Il y a 2,4 milliards d’années se produisit la Grande Oxydation, catastrophe causée par la propagation de l’oxygène, déchet toxique issu des premières cellules vivantes, mais qui eut pour conséquence le développement de la vie. L’oxygène est en effet apparu suite à un problème de pollution – exactement comme aujourd’hui avec le CO2 – mais sa propagation fournit un élément essentiel à la vie et non à sa destruction.

Si les médias d’information eussent existé il y a 2,4 milliards d’années, sans aucun doute les spécialistes eussent dénoncé la propagation de l’oxygène lié à l’appauvrissement des océans en « fer ferreux » ; lamentations, prières aux Dieux et manifestations protestant contre l’inaction des gouvernants de l’époque se seraient alors répandues partout sur la terre.

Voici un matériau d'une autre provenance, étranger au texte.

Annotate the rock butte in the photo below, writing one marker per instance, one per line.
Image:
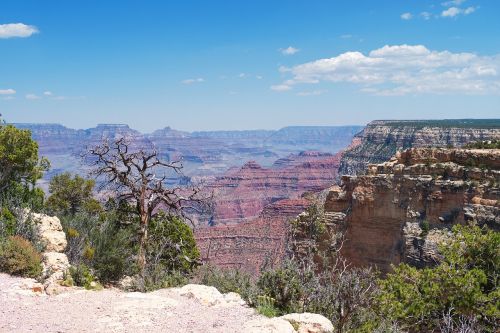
(382, 212)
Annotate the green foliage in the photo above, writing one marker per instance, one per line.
(171, 251)
(69, 194)
(465, 284)
(82, 276)
(266, 307)
(284, 286)
(426, 227)
(102, 242)
(19, 257)
(19, 161)
(227, 280)
(490, 144)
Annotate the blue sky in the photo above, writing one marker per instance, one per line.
(203, 65)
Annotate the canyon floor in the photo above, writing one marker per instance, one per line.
(112, 310)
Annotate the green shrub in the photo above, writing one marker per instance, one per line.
(171, 254)
(266, 307)
(82, 276)
(19, 257)
(227, 280)
(284, 285)
(464, 285)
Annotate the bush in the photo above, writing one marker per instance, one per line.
(464, 285)
(19, 257)
(171, 254)
(82, 276)
(228, 280)
(284, 285)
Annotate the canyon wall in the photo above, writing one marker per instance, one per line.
(381, 139)
(242, 194)
(400, 210)
(204, 153)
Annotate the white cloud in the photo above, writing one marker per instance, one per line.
(311, 93)
(406, 16)
(191, 81)
(426, 15)
(7, 91)
(403, 69)
(11, 30)
(453, 3)
(32, 96)
(289, 50)
(455, 11)
(281, 87)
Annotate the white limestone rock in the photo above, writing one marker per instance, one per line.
(309, 322)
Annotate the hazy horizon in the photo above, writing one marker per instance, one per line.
(218, 65)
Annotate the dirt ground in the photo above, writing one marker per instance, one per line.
(113, 311)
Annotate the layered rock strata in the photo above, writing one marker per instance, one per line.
(381, 139)
(402, 209)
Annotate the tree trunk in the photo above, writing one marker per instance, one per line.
(143, 239)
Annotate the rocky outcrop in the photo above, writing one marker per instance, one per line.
(309, 322)
(381, 139)
(402, 209)
(55, 261)
(243, 194)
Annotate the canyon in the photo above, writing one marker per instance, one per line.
(381, 139)
(261, 180)
(402, 209)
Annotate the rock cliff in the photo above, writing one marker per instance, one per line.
(242, 194)
(382, 138)
(402, 209)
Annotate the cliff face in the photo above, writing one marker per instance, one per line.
(204, 154)
(243, 194)
(382, 138)
(402, 209)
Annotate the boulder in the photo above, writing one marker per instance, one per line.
(268, 325)
(206, 295)
(309, 322)
(51, 232)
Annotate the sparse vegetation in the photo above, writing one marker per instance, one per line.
(19, 257)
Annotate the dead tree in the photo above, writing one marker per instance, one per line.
(138, 177)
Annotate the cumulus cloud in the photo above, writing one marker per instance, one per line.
(455, 11)
(281, 87)
(426, 15)
(402, 69)
(289, 50)
(191, 81)
(32, 96)
(453, 3)
(311, 93)
(11, 30)
(7, 91)
(406, 16)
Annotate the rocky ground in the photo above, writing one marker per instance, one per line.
(192, 308)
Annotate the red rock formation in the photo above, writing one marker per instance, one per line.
(250, 245)
(382, 213)
(242, 194)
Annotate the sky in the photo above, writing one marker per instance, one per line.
(232, 65)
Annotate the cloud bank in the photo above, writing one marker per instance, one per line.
(401, 70)
(21, 30)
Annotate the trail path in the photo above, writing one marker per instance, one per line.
(114, 311)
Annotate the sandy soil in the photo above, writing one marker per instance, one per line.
(113, 311)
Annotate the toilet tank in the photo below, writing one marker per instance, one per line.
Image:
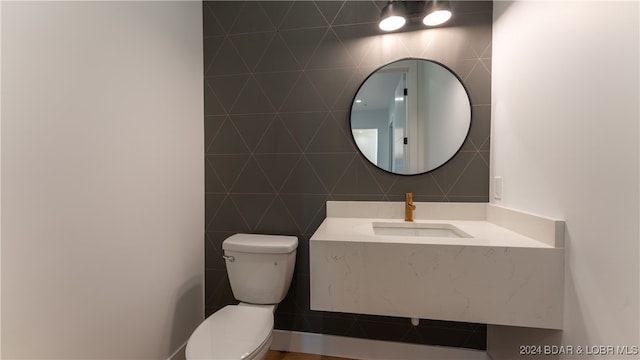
(260, 267)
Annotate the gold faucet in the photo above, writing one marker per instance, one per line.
(409, 207)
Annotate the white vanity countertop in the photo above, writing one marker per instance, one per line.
(487, 224)
(483, 233)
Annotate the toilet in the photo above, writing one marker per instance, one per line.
(260, 268)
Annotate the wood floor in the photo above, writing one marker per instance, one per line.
(281, 355)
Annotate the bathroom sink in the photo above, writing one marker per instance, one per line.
(418, 229)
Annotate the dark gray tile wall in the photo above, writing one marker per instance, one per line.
(279, 80)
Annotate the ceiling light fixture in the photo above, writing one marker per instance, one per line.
(439, 13)
(397, 13)
(393, 16)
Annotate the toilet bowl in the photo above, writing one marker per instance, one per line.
(260, 268)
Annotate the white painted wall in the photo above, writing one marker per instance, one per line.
(565, 137)
(102, 178)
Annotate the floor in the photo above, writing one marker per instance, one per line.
(281, 355)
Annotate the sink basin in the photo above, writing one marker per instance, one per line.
(418, 229)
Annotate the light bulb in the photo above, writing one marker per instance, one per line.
(437, 18)
(392, 23)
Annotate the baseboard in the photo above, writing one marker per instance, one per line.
(353, 348)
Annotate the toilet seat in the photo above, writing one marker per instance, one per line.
(233, 332)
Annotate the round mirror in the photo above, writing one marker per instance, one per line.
(410, 116)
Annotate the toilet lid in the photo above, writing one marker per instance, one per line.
(232, 332)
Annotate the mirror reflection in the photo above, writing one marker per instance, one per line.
(410, 116)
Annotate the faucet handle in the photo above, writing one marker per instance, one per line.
(408, 198)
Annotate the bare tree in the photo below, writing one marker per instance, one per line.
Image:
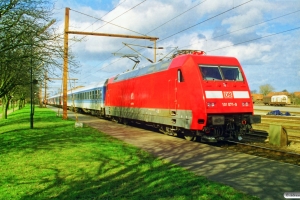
(28, 46)
(266, 89)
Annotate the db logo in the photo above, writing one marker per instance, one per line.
(227, 94)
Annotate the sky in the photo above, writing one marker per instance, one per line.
(262, 34)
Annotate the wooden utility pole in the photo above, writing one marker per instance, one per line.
(66, 38)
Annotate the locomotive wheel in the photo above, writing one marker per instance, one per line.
(190, 138)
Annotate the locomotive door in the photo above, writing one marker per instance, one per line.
(172, 94)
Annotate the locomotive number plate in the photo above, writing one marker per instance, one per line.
(229, 104)
(228, 94)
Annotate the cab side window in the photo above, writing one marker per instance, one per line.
(179, 76)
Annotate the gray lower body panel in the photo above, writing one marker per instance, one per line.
(179, 118)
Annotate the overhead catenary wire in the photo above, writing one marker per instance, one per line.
(234, 7)
(162, 25)
(215, 37)
(98, 19)
(293, 29)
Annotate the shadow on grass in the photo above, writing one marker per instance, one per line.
(63, 162)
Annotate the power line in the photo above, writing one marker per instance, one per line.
(168, 21)
(177, 16)
(246, 27)
(204, 21)
(108, 23)
(98, 19)
(255, 39)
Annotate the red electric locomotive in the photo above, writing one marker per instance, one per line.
(192, 94)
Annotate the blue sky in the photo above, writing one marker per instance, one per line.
(257, 32)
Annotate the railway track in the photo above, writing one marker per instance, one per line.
(264, 151)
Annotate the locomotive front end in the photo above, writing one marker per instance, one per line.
(228, 104)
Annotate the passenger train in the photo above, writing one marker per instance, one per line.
(192, 94)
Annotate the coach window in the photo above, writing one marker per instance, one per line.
(179, 76)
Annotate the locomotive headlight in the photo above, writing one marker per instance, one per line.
(211, 104)
(245, 104)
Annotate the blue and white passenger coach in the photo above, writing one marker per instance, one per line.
(88, 99)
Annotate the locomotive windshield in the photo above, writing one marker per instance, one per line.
(230, 73)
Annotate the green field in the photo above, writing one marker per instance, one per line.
(58, 161)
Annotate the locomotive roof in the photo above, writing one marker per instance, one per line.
(161, 66)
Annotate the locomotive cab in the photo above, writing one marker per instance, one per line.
(228, 109)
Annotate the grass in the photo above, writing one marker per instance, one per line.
(55, 160)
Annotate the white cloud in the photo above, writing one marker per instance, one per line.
(258, 56)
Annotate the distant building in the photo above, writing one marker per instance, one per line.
(297, 94)
(257, 97)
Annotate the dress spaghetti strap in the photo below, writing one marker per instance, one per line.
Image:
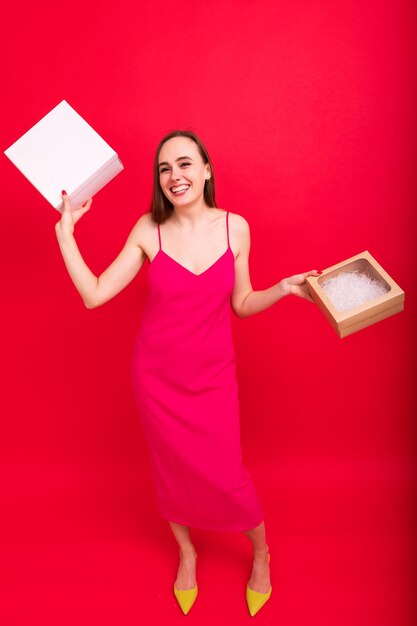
(159, 237)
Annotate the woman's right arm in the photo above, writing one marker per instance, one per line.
(94, 290)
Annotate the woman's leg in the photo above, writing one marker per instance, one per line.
(186, 578)
(260, 577)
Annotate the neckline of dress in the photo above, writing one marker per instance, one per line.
(186, 268)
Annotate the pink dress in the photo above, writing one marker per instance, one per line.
(184, 384)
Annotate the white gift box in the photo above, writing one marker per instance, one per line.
(61, 152)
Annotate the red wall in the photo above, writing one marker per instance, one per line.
(308, 112)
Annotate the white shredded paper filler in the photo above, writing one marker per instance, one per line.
(350, 289)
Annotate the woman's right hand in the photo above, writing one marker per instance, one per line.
(71, 216)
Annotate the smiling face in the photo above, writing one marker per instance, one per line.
(182, 171)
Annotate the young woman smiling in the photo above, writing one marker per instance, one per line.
(183, 360)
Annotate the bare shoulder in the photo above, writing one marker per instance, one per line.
(239, 231)
(143, 231)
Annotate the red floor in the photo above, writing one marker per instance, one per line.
(89, 548)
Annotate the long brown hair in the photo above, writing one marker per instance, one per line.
(161, 207)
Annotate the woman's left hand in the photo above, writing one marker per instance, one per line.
(296, 285)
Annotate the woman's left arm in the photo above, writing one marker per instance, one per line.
(245, 301)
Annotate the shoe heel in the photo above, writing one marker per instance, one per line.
(186, 597)
(255, 599)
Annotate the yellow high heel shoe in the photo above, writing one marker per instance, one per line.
(186, 597)
(255, 599)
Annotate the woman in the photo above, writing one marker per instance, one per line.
(183, 362)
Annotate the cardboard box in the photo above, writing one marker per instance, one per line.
(61, 152)
(348, 322)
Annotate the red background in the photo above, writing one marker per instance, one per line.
(308, 112)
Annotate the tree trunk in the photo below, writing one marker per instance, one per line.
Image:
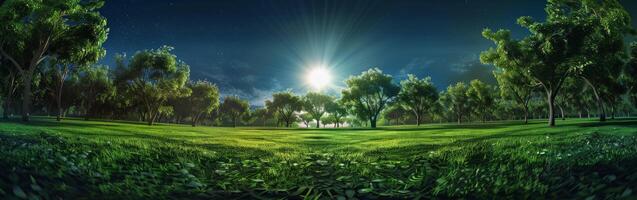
(551, 103)
(372, 122)
(526, 115)
(58, 100)
(26, 95)
(562, 112)
(417, 120)
(600, 103)
(7, 104)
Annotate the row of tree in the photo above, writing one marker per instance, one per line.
(575, 58)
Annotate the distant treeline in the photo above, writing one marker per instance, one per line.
(576, 63)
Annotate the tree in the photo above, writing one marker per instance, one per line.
(96, 87)
(550, 54)
(202, 100)
(456, 101)
(234, 108)
(396, 113)
(518, 86)
(337, 111)
(152, 76)
(630, 73)
(307, 118)
(481, 98)
(32, 31)
(285, 105)
(316, 104)
(417, 96)
(328, 119)
(369, 93)
(262, 114)
(10, 81)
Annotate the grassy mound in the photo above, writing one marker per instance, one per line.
(80, 159)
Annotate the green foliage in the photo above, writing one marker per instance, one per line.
(456, 101)
(630, 73)
(577, 38)
(96, 88)
(151, 77)
(369, 93)
(32, 31)
(285, 105)
(234, 108)
(316, 104)
(418, 96)
(90, 160)
(481, 98)
(518, 86)
(201, 99)
(337, 111)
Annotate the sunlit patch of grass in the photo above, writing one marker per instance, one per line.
(88, 159)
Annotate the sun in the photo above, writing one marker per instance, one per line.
(318, 77)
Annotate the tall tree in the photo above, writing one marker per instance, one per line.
(552, 52)
(285, 105)
(630, 73)
(307, 118)
(481, 98)
(417, 96)
(203, 98)
(263, 115)
(369, 93)
(152, 76)
(604, 50)
(456, 101)
(67, 62)
(338, 111)
(95, 86)
(32, 31)
(518, 86)
(316, 104)
(396, 113)
(234, 108)
(10, 81)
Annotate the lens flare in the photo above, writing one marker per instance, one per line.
(318, 77)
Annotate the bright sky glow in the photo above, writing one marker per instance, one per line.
(318, 77)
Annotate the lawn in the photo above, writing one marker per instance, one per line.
(96, 159)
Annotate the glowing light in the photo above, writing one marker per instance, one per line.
(318, 77)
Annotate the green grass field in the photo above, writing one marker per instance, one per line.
(88, 159)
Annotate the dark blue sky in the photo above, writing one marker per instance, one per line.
(251, 48)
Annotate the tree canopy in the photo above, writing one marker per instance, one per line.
(152, 76)
(369, 93)
(285, 105)
(417, 96)
(316, 104)
(32, 31)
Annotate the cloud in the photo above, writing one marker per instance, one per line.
(447, 70)
(240, 79)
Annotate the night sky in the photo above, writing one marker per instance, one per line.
(251, 48)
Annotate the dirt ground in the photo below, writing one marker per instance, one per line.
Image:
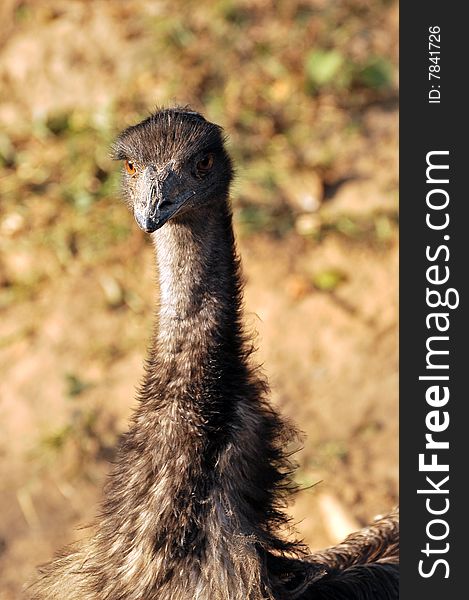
(77, 284)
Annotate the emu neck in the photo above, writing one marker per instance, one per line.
(197, 485)
(198, 342)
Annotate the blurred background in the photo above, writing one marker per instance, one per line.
(307, 92)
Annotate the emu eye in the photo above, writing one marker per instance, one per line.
(130, 167)
(204, 165)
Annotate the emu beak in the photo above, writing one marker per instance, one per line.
(163, 198)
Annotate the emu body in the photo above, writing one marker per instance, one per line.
(193, 508)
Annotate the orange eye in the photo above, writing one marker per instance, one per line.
(204, 165)
(130, 167)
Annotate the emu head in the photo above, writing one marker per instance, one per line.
(174, 162)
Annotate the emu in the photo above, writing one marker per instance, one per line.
(194, 504)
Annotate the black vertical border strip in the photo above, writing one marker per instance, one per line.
(425, 127)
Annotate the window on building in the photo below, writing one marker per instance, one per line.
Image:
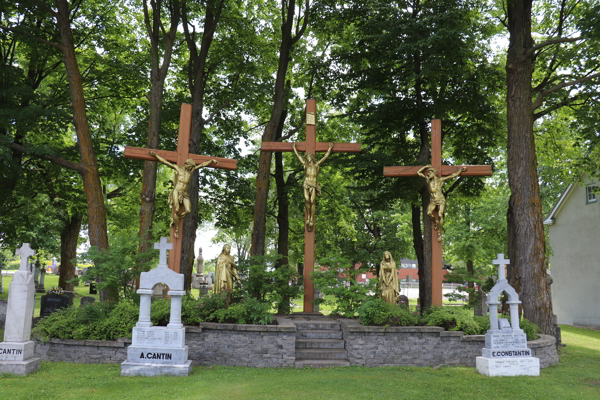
(590, 196)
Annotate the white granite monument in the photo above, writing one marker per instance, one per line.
(16, 352)
(505, 352)
(158, 350)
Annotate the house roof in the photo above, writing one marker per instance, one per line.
(551, 219)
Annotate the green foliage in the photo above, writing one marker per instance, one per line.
(377, 312)
(96, 321)
(453, 319)
(117, 266)
(247, 311)
(531, 330)
(339, 280)
(261, 281)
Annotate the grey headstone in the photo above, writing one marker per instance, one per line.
(87, 300)
(53, 302)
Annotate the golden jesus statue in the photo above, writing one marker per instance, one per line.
(311, 187)
(181, 181)
(437, 199)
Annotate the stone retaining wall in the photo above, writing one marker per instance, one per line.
(375, 346)
(274, 346)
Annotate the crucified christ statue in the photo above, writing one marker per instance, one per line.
(311, 187)
(181, 180)
(437, 199)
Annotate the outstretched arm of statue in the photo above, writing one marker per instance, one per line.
(162, 160)
(420, 171)
(454, 175)
(326, 154)
(204, 164)
(297, 155)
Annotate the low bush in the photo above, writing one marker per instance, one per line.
(453, 319)
(377, 312)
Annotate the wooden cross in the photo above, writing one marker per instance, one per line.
(442, 170)
(501, 262)
(162, 247)
(310, 146)
(24, 252)
(179, 157)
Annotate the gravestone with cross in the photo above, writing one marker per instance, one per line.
(505, 352)
(158, 350)
(437, 275)
(179, 157)
(17, 350)
(310, 146)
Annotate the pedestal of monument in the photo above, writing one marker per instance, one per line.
(158, 350)
(505, 352)
(16, 352)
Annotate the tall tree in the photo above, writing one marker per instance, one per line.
(568, 33)
(289, 37)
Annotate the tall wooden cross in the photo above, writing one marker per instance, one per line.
(179, 157)
(310, 146)
(442, 170)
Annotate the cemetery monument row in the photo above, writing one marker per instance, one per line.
(17, 350)
(505, 352)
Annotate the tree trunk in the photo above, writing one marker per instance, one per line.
(264, 165)
(91, 177)
(527, 254)
(68, 251)
(197, 77)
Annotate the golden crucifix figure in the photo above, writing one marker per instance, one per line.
(181, 181)
(436, 195)
(311, 187)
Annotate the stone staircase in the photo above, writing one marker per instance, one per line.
(319, 343)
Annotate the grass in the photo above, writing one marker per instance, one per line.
(576, 377)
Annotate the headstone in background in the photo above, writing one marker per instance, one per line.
(16, 352)
(52, 302)
(158, 350)
(39, 288)
(87, 300)
(402, 301)
(505, 352)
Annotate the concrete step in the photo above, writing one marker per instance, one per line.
(318, 334)
(317, 325)
(319, 343)
(321, 363)
(321, 354)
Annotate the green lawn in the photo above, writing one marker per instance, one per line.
(577, 377)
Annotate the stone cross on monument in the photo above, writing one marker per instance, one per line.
(437, 276)
(25, 252)
(163, 246)
(310, 146)
(179, 157)
(502, 263)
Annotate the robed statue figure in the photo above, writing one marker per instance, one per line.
(388, 281)
(225, 271)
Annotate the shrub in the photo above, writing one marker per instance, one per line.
(247, 311)
(531, 329)
(377, 312)
(453, 319)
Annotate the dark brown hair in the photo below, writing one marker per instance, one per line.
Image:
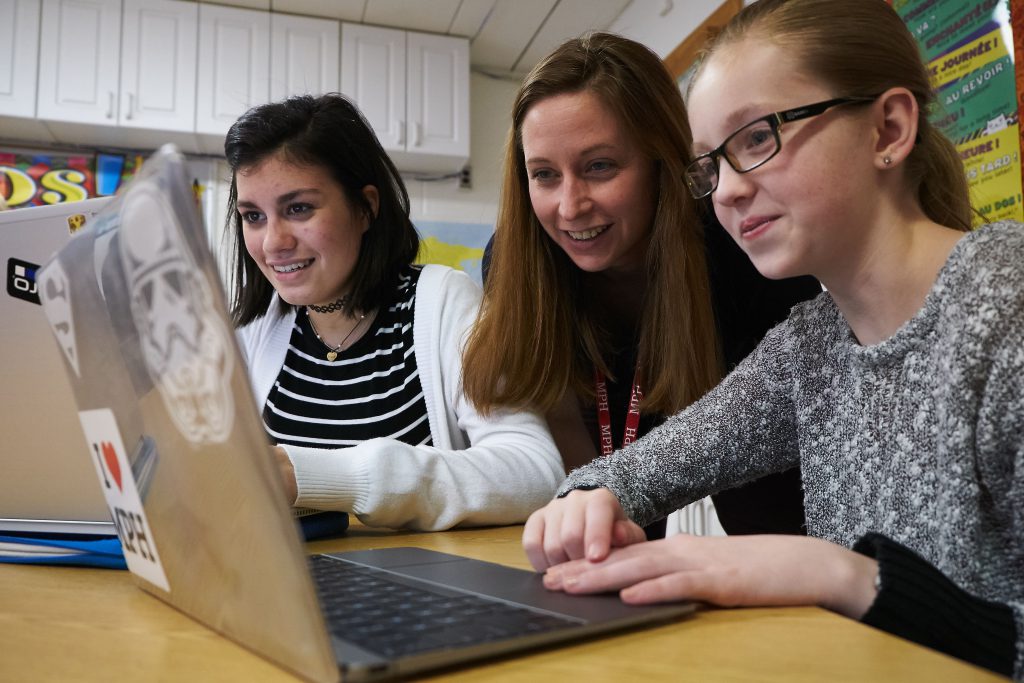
(537, 337)
(328, 132)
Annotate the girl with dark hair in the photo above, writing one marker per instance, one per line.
(899, 390)
(354, 353)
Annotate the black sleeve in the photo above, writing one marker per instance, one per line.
(485, 259)
(747, 305)
(918, 602)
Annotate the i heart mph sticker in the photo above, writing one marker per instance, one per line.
(121, 494)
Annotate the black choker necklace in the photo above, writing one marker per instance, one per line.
(331, 307)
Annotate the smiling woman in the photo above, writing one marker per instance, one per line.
(612, 300)
(353, 352)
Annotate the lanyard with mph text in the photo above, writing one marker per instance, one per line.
(604, 415)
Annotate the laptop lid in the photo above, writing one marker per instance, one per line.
(47, 484)
(164, 401)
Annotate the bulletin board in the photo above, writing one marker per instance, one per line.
(972, 48)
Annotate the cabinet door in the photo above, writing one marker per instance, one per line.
(158, 65)
(438, 94)
(18, 56)
(233, 66)
(303, 55)
(373, 75)
(79, 59)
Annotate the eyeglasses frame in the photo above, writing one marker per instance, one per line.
(775, 121)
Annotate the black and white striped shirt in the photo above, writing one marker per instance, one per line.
(371, 390)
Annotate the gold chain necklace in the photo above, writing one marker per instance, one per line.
(332, 352)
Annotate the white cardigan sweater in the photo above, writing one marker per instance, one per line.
(480, 470)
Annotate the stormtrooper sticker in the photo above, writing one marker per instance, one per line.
(55, 287)
(185, 345)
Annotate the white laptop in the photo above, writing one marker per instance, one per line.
(47, 485)
(136, 306)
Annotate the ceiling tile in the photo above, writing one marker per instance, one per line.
(507, 31)
(568, 19)
(432, 16)
(346, 10)
(471, 15)
(248, 4)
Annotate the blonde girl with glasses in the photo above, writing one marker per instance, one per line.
(899, 390)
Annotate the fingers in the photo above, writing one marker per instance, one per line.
(572, 527)
(599, 517)
(626, 532)
(532, 535)
(671, 588)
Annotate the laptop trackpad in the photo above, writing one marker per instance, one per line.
(500, 582)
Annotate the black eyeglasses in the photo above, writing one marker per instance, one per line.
(753, 144)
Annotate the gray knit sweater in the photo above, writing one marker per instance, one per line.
(920, 437)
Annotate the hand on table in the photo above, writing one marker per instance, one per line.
(583, 524)
(287, 474)
(742, 570)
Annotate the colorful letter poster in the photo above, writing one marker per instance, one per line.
(33, 179)
(970, 51)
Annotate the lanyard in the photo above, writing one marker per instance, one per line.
(604, 415)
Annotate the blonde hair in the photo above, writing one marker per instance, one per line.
(540, 333)
(862, 48)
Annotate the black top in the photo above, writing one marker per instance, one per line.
(747, 305)
(371, 389)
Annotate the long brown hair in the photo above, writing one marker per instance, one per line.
(861, 48)
(538, 334)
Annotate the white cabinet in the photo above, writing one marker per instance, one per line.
(303, 55)
(233, 63)
(414, 90)
(18, 56)
(158, 65)
(437, 94)
(373, 75)
(79, 60)
(92, 70)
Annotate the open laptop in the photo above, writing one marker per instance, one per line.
(137, 309)
(47, 485)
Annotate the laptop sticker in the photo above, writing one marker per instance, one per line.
(22, 280)
(54, 282)
(120, 491)
(186, 347)
(76, 222)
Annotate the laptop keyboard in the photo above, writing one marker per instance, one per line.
(387, 615)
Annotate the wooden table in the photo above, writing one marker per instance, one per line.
(70, 624)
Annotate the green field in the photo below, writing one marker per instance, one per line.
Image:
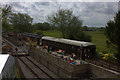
(98, 38)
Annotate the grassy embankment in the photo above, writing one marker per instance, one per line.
(98, 38)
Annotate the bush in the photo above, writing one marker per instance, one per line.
(39, 32)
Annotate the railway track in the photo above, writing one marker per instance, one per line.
(35, 69)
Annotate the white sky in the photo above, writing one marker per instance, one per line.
(93, 13)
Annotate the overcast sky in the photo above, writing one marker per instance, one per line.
(92, 13)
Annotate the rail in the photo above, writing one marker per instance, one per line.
(36, 66)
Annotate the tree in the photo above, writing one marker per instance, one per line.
(68, 24)
(6, 12)
(21, 22)
(113, 34)
(85, 28)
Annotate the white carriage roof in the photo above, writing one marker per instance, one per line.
(3, 59)
(68, 41)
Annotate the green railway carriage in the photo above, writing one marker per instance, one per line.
(81, 49)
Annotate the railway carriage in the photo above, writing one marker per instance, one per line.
(81, 49)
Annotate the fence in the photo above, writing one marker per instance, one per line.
(105, 64)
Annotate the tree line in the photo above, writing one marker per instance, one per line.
(63, 20)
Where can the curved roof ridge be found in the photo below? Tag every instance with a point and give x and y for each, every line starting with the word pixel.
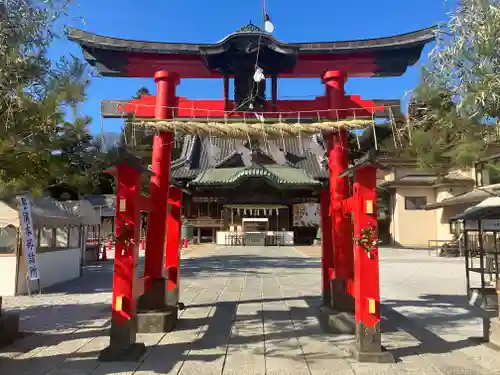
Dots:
pixel 96 40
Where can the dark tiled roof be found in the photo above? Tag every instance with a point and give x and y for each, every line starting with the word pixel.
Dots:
pixel 196 157
pixel 277 174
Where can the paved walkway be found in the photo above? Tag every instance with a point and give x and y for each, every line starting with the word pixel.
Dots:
pixel 252 311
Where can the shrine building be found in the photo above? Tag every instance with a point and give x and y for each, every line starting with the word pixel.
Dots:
pixel 269 186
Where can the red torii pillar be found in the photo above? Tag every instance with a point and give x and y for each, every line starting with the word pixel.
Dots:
pixel 153 304
pixel 368 347
pixel 123 345
pixel 173 246
pixel 341 267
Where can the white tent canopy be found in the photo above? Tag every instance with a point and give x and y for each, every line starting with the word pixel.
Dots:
pixel 49 213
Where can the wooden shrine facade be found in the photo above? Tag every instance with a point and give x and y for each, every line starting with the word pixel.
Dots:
pixel 246 171
pixel 224 190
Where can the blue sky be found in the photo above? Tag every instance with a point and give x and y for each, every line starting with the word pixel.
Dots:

… Sauf que cette catastrophe fut une chance extraordinaire, et que sans ce bouleversement écologique nous ne serions pas là aujourd’hui pour nous lamenter encore et encore de la diffusion du COdans l’atmosphère. Mais qu’est-ce qui vous dit que cela ne va pas produire un sursaut de la vie ? Que de nouveaux organismes ne vont pas apparaitre, portant les limites du vivant bien au-delà de ce que nous connaissons ?

 

Comprenez, cher.e.s ami.e.s : pour trouver de bonnes et heureuses nouvelles, il ne faut pas nier la réalité comme le font les négationnistes ; il faut changer de point de vue, et comme ici, prendre un peu de hauteur.

Merci Le Point du Jour !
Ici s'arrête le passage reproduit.